At this point, it’s fair to say that the stock market is having a pretty miserable year. Major indexes like the Nasdaq and S&P 500 have fallen significantly since the start of 2022, and many investors are taking big losses when they log into their brokerage accounts.

But financial expert Suze Orman thinks consumers shouldn’t focus on the stock market right now. Instead, they should look at another factor that’s more likely to impact their finances: interest rates.

The cost of borrowing could skyrocket

Many people are staring at losses in their investment portfolios these days. And while that can be upsetting and frightening, it’s also not a situation that an individual can change.

In fact, the best advice for weathering a stock market downturn is to sit back, leave your portfolio alone, and wait for it to recover. But checking your (diminishing) balance every day really isn’t a good use of your time, Orman insists.

What is a good use of your time, on the other hand, is tracking consumer interest rates. That’s because it’s gotten more expensive to borrow year-to-date, and it’s likely to get even more expensive as 2022 progresses.

The Federal Reserve has implemented several rate hikes since the start of the year, and its most recent rate hike was the highest in 28 years. And the reason the Fed is so aggressive comes down to an effort to get inflation under control.

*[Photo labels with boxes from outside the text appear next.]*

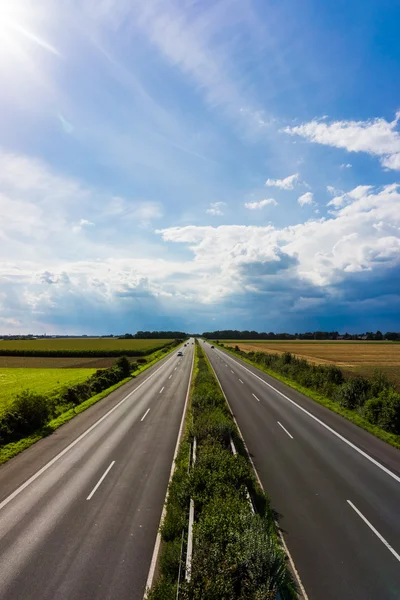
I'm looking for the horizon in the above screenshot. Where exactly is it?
[0,0,400,335]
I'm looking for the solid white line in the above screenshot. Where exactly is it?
[206,352,309,600]
[143,352,194,600]
[86,460,115,500]
[277,421,293,439]
[217,350,400,483]
[140,408,150,421]
[347,500,400,562]
[0,356,181,510]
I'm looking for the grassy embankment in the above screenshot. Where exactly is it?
[0,345,181,464]
[225,340,400,391]
[220,341,400,448]
[148,344,296,600]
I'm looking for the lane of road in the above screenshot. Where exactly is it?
[203,344,400,600]
[0,344,194,600]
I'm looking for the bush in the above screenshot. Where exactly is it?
[378,389,400,434]
[115,356,131,379]
[0,390,50,444]
[363,398,384,425]
[335,377,371,409]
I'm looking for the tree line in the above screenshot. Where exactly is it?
[202,329,400,342]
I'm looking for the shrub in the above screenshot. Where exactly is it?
[335,377,371,409]
[115,356,131,379]
[378,389,400,434]
[363,398,384,425]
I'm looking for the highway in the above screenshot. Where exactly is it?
[202,343,400,600]
[0,344,194,600]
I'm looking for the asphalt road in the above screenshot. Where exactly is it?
[0,344,194,600]
[203,344,400,600]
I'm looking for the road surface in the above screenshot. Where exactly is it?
[0,344,194,600]
[202,344,400,600]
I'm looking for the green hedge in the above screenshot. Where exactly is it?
[0,357,137,446]
[148,344,296,600]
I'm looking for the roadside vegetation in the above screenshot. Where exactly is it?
[0,341,179,464]
[0,338,177,358]
[223,338,400,392]
[148,343,296,600]
[216,342,400,448]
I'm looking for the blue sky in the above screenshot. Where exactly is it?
[0,0,400,334]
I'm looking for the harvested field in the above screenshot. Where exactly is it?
[223,340,400,386]
[0,368,95,414]
[0,338,173,356]
[0,356,119,369]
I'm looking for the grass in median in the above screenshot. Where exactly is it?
[220,344,400,448]
[148,344,296,600]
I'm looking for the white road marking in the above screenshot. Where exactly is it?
[217,346,400,482]
[347,500,400,562]
[277,421,293,439]
[0,356,180,510]
[86,460,115,500]
[140,408,150,421]
[205,352,309,600]
[143,344,194,600]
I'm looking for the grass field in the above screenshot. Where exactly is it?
[0,369,95,414]
[0,338,173,352]
[0,356,117,368]
[223,340,400,387]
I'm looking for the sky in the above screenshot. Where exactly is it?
[0,0,400,335]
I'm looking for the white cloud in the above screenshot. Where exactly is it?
[206,202,226,217]
[327,185,372,208]
[245,198,278,210]
[160,186,400,294]
[72,219,94,233]
[284,112,400,169]
[297,192,314,206]
[265,173,299,190]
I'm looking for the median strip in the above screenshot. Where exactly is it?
[147,344,296,600]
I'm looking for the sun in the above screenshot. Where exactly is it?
[0,0,59,63]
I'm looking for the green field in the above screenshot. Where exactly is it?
[0,338,173,353]
[0,369,95,414]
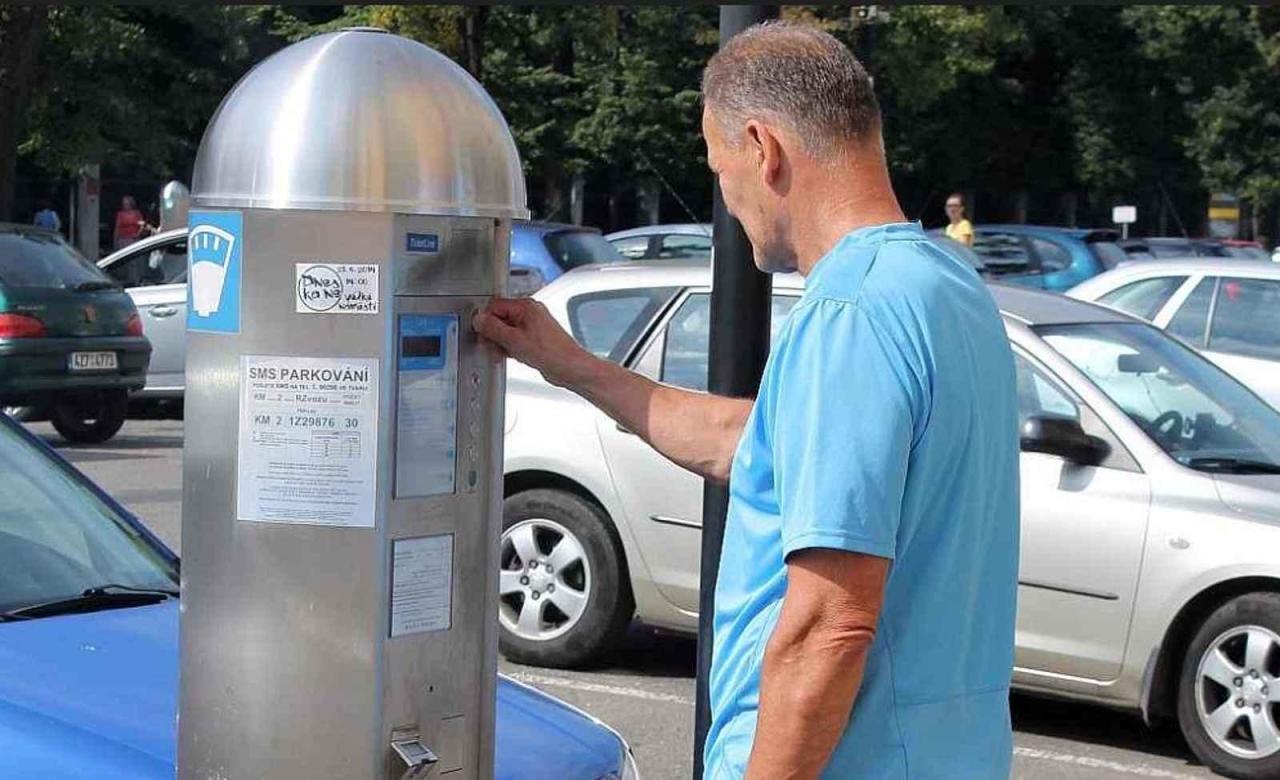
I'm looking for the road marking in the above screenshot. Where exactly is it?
[1014,745,1198,780]
[507,671,694,707]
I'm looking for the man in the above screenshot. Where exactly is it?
[475,23,1018,780]
[946,192,973,246]
[31,197,63,233]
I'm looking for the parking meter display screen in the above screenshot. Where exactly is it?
[401,336,443,357]
[396,314,458,498]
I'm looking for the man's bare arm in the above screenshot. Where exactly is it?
[474,298,753,482]
[746,548,890,780]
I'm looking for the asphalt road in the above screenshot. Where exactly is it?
[40,420,1212,780]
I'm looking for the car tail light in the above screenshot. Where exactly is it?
[0,314,46,338]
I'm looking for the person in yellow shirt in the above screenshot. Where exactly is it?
[947,192,973,246]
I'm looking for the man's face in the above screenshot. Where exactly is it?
[703,109,795,273]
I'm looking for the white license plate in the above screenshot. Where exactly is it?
[67,352,119,371]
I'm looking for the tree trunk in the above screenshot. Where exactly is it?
[460,5,489,81]
[0,5,49,220]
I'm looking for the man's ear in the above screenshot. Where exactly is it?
[744,119,786,186]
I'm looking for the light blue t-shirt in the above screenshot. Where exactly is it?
[705,223,1018,780]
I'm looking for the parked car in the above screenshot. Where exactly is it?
[973,224,1126,292]
[1068,259,1280,409]
[511,222,623,292]
[499,263,1280,777]
[0,419,639,780]
[99,223,622,394]
[604,223,988,275]
[604,223,712,260]
[0,223,151,443]
[1119,236,1234,260]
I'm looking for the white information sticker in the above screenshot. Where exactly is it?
[293,263,379,314]
[236,355,378,528]
[392,534,453,637]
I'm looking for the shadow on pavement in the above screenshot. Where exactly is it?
[1010,693,1199,766]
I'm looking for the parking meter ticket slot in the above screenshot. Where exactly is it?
[396,314,458,498]
[390,534,453,637]
[236,355,378,528]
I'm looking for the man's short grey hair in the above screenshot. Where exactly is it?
[703,22,881,158]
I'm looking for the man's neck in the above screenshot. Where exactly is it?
[792,173,906,275]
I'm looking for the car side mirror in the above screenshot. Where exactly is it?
[1019,416,1111,466]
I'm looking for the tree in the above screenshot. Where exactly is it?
[0,5,49,220]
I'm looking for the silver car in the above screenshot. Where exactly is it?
[97,228,187,400]
[1066,257,1280,409]
[499,261,1280,777]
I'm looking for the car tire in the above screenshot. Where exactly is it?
[49,391,129,444]
[1178,593,1280,780]
[498,489,635,669]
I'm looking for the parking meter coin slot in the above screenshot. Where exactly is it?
[396,314,458,498]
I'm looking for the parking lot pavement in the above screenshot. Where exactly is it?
[49,420,1212,780]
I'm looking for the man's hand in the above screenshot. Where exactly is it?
[746,548,890,780]
[472,298,594,387]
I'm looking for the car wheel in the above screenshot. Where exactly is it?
[49,391,129,444]
[498,489,635,667]
[1178,593,1280,780]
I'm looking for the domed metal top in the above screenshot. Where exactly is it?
[192,29,529,219]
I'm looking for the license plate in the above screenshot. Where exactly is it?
[67,352,118,371]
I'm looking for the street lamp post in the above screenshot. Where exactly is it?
[694,5,778,779]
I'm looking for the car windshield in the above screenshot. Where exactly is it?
[0,424,178,612]
[543,231,625,270]
[1037,323,1280,473]
[0,231,111,288]
[1088,241,1133,270]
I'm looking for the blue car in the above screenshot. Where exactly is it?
[511,222,625,292]
[973,224,1126,292]
[0,415,637,780]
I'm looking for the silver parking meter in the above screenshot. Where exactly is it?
[178,28,527,780]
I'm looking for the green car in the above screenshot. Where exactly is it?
[0,223,151,443]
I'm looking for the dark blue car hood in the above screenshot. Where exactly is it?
[0,601,622,780]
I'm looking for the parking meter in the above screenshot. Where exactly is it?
[178,28,527,780]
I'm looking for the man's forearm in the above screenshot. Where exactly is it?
[563,348,753,482]
[746,617,873,780]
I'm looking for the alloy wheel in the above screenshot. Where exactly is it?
[498,519,591,642]
[1196,625,1280,760]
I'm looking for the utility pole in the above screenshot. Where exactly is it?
[694,5,778,779]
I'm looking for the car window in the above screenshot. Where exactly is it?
[1098,277,1187,320]
[973,231,1032,273]
[102,238,187,287]
[658,236,712,260]
[1208,278,1280,360]
[609,236,649,260]
[1166,277,1217,350]
[543,231,623,270]
[1028,236,1071,272]
[0,417,178,611]
[0,231,110,288]
[568,287,676,362]
[1014,355,1080,425]
[660,292,800,391]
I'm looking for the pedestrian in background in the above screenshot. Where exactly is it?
[947,192,973,246]
[475,23,1018,780]
[111,195,155,250]
[31,197,63,233]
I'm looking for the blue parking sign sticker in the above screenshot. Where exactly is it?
[187,211,244,333]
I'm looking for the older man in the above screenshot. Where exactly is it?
[475,23,1018,780]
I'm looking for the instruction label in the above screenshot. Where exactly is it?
[293,263,379,314]
[390,534,453,637]
[236,355,378,528]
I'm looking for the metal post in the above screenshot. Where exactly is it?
[694,5,778,779]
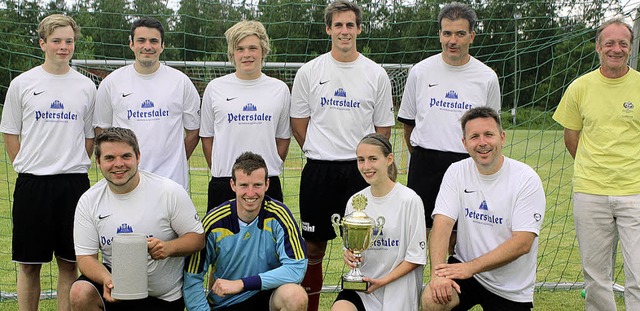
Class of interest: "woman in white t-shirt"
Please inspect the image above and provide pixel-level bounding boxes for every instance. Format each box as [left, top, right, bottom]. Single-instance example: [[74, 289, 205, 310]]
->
[[332, 133, 427, 311]]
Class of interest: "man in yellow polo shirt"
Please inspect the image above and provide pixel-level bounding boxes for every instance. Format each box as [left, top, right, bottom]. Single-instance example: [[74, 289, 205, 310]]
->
[[553, 18, 640, 310]]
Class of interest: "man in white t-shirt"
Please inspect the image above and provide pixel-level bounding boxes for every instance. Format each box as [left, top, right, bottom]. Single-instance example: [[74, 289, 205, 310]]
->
[[398, 2, 500, 247], [200, 21, 291, 211], [70, 127, 204, 311], [291, 0, 394, 310], [93, 17, 200, 189], [0, 14, 96, 310], [422, 107, 545, 311]]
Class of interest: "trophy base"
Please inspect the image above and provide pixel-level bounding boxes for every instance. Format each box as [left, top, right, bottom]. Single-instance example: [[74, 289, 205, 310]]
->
[[342, 279, 369, 292]]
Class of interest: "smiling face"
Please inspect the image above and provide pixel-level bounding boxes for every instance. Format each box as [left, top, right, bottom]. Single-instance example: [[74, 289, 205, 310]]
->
[[356, 143, 393, 187], [439, 18, 476, 66], [326, 11, 362, 62], [129, 26, 164, 74], [231, 168, 269, 223], [462, 118, 505, 175], [233, 35, 263, 80], [97, 141, 140, 194], [39, 26, 75, 67], [596, 24, 631, 79]]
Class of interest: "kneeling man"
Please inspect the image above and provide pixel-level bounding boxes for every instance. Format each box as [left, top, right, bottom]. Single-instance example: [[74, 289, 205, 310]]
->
[[422, 107, 545, 311]]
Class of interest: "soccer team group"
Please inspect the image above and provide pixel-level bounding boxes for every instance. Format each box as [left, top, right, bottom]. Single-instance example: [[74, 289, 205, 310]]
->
[[0, 0, 640, 310]]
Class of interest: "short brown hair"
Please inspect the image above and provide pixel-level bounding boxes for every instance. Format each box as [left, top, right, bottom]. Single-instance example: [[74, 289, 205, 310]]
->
[[231, 151, 269, 183], [95, 127, 140, 162], [324, 0, 362, 28], [460, 106, 502, 137]]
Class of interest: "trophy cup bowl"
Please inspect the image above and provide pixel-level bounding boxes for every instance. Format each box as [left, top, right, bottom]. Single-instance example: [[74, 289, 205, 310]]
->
[[331, 199, 384, 291]]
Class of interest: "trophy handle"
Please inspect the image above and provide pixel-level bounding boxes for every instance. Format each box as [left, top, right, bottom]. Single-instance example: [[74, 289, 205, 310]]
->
[[369, 216, 385, 247], [331, 213, 342, 236]]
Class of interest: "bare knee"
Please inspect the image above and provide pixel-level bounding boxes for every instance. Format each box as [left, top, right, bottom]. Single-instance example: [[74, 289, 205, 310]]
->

If borrowing becomes more expensive, consumers will at some point have to cut back on spending, at least on non-essentials. And once they do, it will give supply chains a chance to catch up with demand. Once there, the price of daily consumer goods should begin to fall.

But while the Fed’s intentions may be good, the reality is that borrowing is getting more and more expensive. Orman insists consumers should weigh their options if they are looking to borrow short term and lock in loans before interest rates rise.

At the same time, those with variable rate loans really should make an effort to start paying them off – before they get more expensive. This means borrowers who owe money on credit cards or HELOC should do their best to reduce their existing balances.

Don’t focus on falling stock values

The stock market can cause a lot of people a lot of stress right now, but focusing on it won’t be a good use of your time or mental energy. In fact, the more often you log into your brokerage account and track your balance, the more temptation you might be to panic sell stocks and lock in losses accordingly.

Rather than doing this, take the time to assess your current loans and borrowing needs. Interest rates are likely to continue to rise in the short term, and the last thing you want is to find yourself stuck paying more than you can afford.